2017-03-24: The Impact of URI Canonicalization on Memento Count
We performed a study of very large Memento TimeMaps to evaluate the ratio of representations versus redirects obtained when dereferencing each archived capture. Read along below or check out the full report.
Memento represents a set of captures for a URI (e.g., http://google.com) with a TimeMap. Web archives may provide a Memento endpoint that allows users to obtain this list of URIs for the captures, called URI-Ms. Each URI-M represents a single capture (memento), accessible when dereferencing the URI-M (resolving the URI-M to an archived representation of a resource).
Variations in the "original URI" are canonicalized (coalescing https://google.com and http://www.google.com:80/, for instance) with the original URI (URI-R in Memento terminology) also included with a literal "original" relationship value.
<http://ws-dl.blogspot.com/>; rel="original", <http://web.archive.org/web/timemap/link/http://ws-dl.blogspot.com/>; rel="self"; type="application/link-format"; from="Wed, 29 Sep 2010 00:03:40 GMT"; until="Mon, 20 Mar 2017 19:09:10 GMT", <http://web.archive.org/web/http://ws-dl.blogspot.com/>; rel="timegate", <http://web.archive.org/web/20100929000340/http://ws-dl.blogspot.com/>; rel="first memento"; datetime="Wed, 29 Sep 2010 00:03:40 GMT", <http://web.archive.org/web/20110202180231/http://ws-dl.blogspot.com/>; rel="memento"; datetime="Wed, 02 Feb 2011 18:02:31 GMT", <http://web.archive.org/web/20110902171049/http://ws-dl.blogspot.com/>; rel="memento"; datetime="Fri, 02 Sep 2011 17:10:49 GMT", <http://web.archive.org/web/20110902171256/http://ws-dl.blogspot.com/>; rel="memento"; datetime="Fri, 02 Sep 2011 17:12:56 GMT", ... <http://web.archive.org/web/20151205080546/http://www.ws-dl.blogspot.com/>; rel="memento"; datetime="Sat, 05 Dec 2015 08:05:46 GMT", <http://web.archive.org/web/20161104143102/http://ws-dl.blogspot.com/>; rel="memento"; datetime="Fri, 04 Nov 2016 14:31:02 GMT", <http://web.archive.org/web/20161109005749/http://ws-dl.blogspot.com/>; rel="memento"; datetime="Wed, 09 Nov 2016 00:57:49 GMT", <http://web.archive.org/web/20170119233646/http://ws-dl.blogspot.com/>; rel="memento"; datetime="Thu, 19 Jan 2017 23:36:46 GMT", <http://web.archive.org/web/20170320190910/http://ws-dl.blogspot.com/>; rel="last memento"; datetime="Mon, 20 Mar 2017 19:09:10 GMT"

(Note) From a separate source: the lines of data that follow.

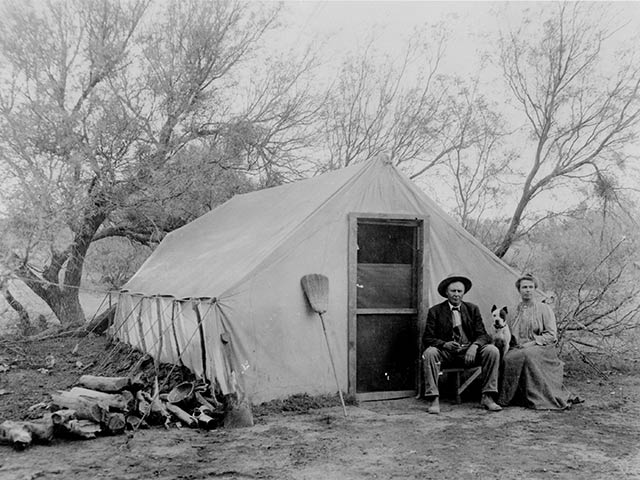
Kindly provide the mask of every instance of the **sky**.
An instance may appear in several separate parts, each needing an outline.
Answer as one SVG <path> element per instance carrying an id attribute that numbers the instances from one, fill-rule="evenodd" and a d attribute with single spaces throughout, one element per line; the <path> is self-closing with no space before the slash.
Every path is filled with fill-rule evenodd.
<path id="1" fill-rule="evenodd" d="M 557 2 L 286 1 L 282 18 L 288 27 L 281 41 L 298 45 L 318 42 L 330 62 L 343 58 L 347 52 L 357 51 L 374 32 L 377 48 L 393 56 L 402 50 L 405 39 L 415 28 L 443 22 L 449 31 L 449 41 L 441 72 L 467 78 L 481 72 L 484 91 L 500 99 L 505 88 L 501 74 L 483 60 L 482 52 L 495 51 L 501 29 L 519 24 L 541 5 L 552 3 Z M 610 50 L 605 52 L 611 61 L 615 58 L 615 48 L 634 42 L 640 46 L 640 1 L 591 2 L 590 5 L 594 17 L 598 15 L 600 19 L 598 9 L 606 7 L 608 20 L 619 25 L 608 42 Z M 640 147 L 631 148 L 640 157 Z M 623 182 L 633 187 L 640 179 L 640 167 L 631 172 Z M 547 199 L 548 202 L 570 200 L 571 193 L 566 189 Z"/>

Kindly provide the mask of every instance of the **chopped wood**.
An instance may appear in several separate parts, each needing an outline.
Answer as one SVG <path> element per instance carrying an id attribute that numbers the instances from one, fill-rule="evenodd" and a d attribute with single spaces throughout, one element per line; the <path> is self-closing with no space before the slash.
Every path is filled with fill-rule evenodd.
<path id="1" fill-rule="evenodd" d="M 136 393 L 136 399 L 138 400 L 138 413 L 140 416 L 149 418 L 149 415 L 151 415 L 151 403 L 144 398 L 142 390 Z"/>
<path id="2" fill-rule="evenodd" d="M 195 418 L 193 418 L 191 415 L 189 415 L 187 412 L 182 410 L 177 405 L 174 405 L 173 403 L 166 403 L 165 407 L 166 407 L 167 410 L 169 410 L 169 412 L 174 417 L 176 417 L 178 420 L 180 420 L 186 426 L 195 427 L 197 425 L 197 423 L 198 423 L 197 420 Z"/>
<path id="3" fill-rule="evenodd" d="M 123 390 L 120 395 L 124 398 L 124 401 L 127 403 L 127 412 L 134 412 L 136 409 L 136 397 L 129 390 Z"/>
<path id="4" fill-rule="evenodd" d="M 82 419 L 69 420 L 64 427 L 71 435 L 85 439 L 96 438 L 96 434 L 102 430 L 99 424 Z"/>
<path id="5" fill-rule="evenodd" d="M 31 433 L 21 423 L 7 420 L 0 424 L 0 441 L 11 444 L 16 450 L 27 448 L 32 439 Z"/>
<path id="6" fill-rule="evenodd" d="M 138 430 L 139 428 L 149 428 L 147 422 L 138 417 L 137 415 L 127 415 L 125 419 L 127 428 L 130 430 Z"/>
<path id="7" fill-rule="evenodd" d="M 62 425 L 63 423 L 73 420 L 76 417 L 76 411 L 69 408 L 57 410 L 51 414 L 51 421 L 54 425 Z"/>
<path id="8" fill-rule="evenodd" d="M 138 373 L 135 377 L 130 379 L 130 389 L 132 391 L 138 391 L 138 390 L 142 390 L 144 387 L 146 387 L 146 385 L 144 384 L 144 381 L 142 380 L 142 372 Z"/>
<path id="9" fill-rule="evenodd" d="M 98 377 L 82 375 L 78 383 L 83 387 L 100 392 L 118 393 L 131 385 L 129 377 Z"/>
<path id="10" fill-rule="evenodd" d="M 213 399 L 213 401 L 209 401 L 200 392 L 195 392 L 194 395 L 195 395 L 196 401 L 203 407 L 207 407 L 211 410 L 216 410 L 217 408 L 222 407 L 222 404 L 220 402 L 218 402 L 215 399 Z"/>
<path id="11" fill-rule="evenodd" d="M 113 412 L 107 413 L 102 420 L 104 431 L 113 435 L 124 432 L 126 427 L 126 419 L 123 413 Z"/>
<path id="12" fill-rule="evenodd" d="M 138 392 L 140 398 L 149 404 L 149 421 L 154 424 L 166 424 L 169 419 L 169 412 L 167 411 L 164 403 L 157 397 L 151 396 L 145 391 Z"/>
<path id="13" fill-rule="evenodd" d="M 218 423 L 213 417 L 210 417 L 204 412 L 200 412 L 195 417 L 196 420 L 198 420 L 198 426 L 201 428 L 206 428 L 207 430 L 216 428 L 216 425 Z"/>
<path id="14" fill-rule="evenodd" d="M 49 443 L 53 440 L 53 421 L 51 415 L 45 415 L 39 422 L 19 422 L 36 443 Z"/>
<path id="15" fill-rule="evenodd" d="M 51 400 L 59 409 L 75 410 L 79 419 L 91 420 L 95 423 L 100 423 L 104 413 L 108 410 L 107 407 L 95 399 L 67 391 L 58 391 L 58 393 L 51 394 Z"/>
<path id="16" fill-rule="evenodd" d="M 69 393 L 93 400 L 107 410 L 125 411 L 127 409 L 127 401 L 119 393 L 98 392 L 82 387 L 73 387 Z"/>

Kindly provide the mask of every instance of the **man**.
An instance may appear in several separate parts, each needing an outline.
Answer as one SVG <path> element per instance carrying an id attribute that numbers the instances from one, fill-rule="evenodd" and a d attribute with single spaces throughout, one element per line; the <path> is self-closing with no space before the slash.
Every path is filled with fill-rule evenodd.
<path id="1" fill-rule="evenodd" d="M 498 393 L 500 352 L 491 345 L 477 305 L 463 302 L 471 280 L 452 275 L 440 282 L 438 293 L 447 300 L 431 307 L 422 336 L 425 397 L 429 413 L 440 413 L 438 376 L 440 366 L 482 366 L 481 405 L 492 412 L 502 410 L 494 396 Z"/>

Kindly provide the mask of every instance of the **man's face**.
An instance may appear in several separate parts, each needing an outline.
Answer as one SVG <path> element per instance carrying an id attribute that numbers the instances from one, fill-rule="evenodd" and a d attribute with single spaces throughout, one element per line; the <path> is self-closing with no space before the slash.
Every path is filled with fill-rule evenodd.
<path id="1" fill-rule="evenodd" d="M 464 296 L 464 285 L 462 282 L 453 282 L 450 283 L 447 287 L 447 299 L 449 303 L 454 307 L 460 305 L 462 302 L 462 297 Z"/>
<path id="2" fill-rule="evenodd" d="M 531 300 L 536 291 L 536 285 L 531 280 L 520 281 L 520 296 L 523 300 Z"/>

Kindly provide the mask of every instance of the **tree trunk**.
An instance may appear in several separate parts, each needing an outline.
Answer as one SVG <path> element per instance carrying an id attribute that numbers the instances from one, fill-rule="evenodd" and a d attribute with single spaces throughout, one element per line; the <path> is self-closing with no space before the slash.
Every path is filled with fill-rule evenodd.
<path id="1" fill-rule="evenodd" d="M 64 327 L 83 325 L 86 321 L 78 294 L 77 288 L 65 288 L 47 302 Z"/>
<path id="2" fill-rule="evenodd" d="M 9 287 L 6 284 L 2 285 L 2 293 L 9 306 L 18 312 L 18 315 L 20 316 L 20 331 L 24 335 L 29 335 L 32 330 L 29 312 L 27 312 L 24 306 L 11 294 Z"/>

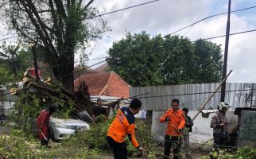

For instance, to view the TimeMap for this very blog from Internet Archive, a user may request http://web.archive.org/web/timemap/link/http://ws-dl.blogspot.com/ (Figure 1). Each URI-M (e.g., http://web.archive.org/web/20110902171256/http://ws-dl.blogspot.com/) is listed with a corresponding relationship (rel) and datetime value. Note the www.ws-dl.blogspot.com and ws-dl.blogspot.com subdomain variants are both included in the same TimeMap, an product of the canonicalization procedure. The TimeMap for this URI-R currently contains 60 URI-Ms. Internet Archive's Web interface reports 58 captures -- a subtle yet differing "count". This difference get much more extreme with other URI-Rs.
The quality of each memento (e.g., in terms of completeness of capture of embedded resources) cannot be determined using the TimeMap alone. This fact is inherent in a URI-M needing to be dereferenced and each embedded resource requested upon rending the base URI-M. Comprehensively evaluating the quality over time is something we have already covered (see our TPDL2013, JCDL2014, and IJDL2015 papers/article).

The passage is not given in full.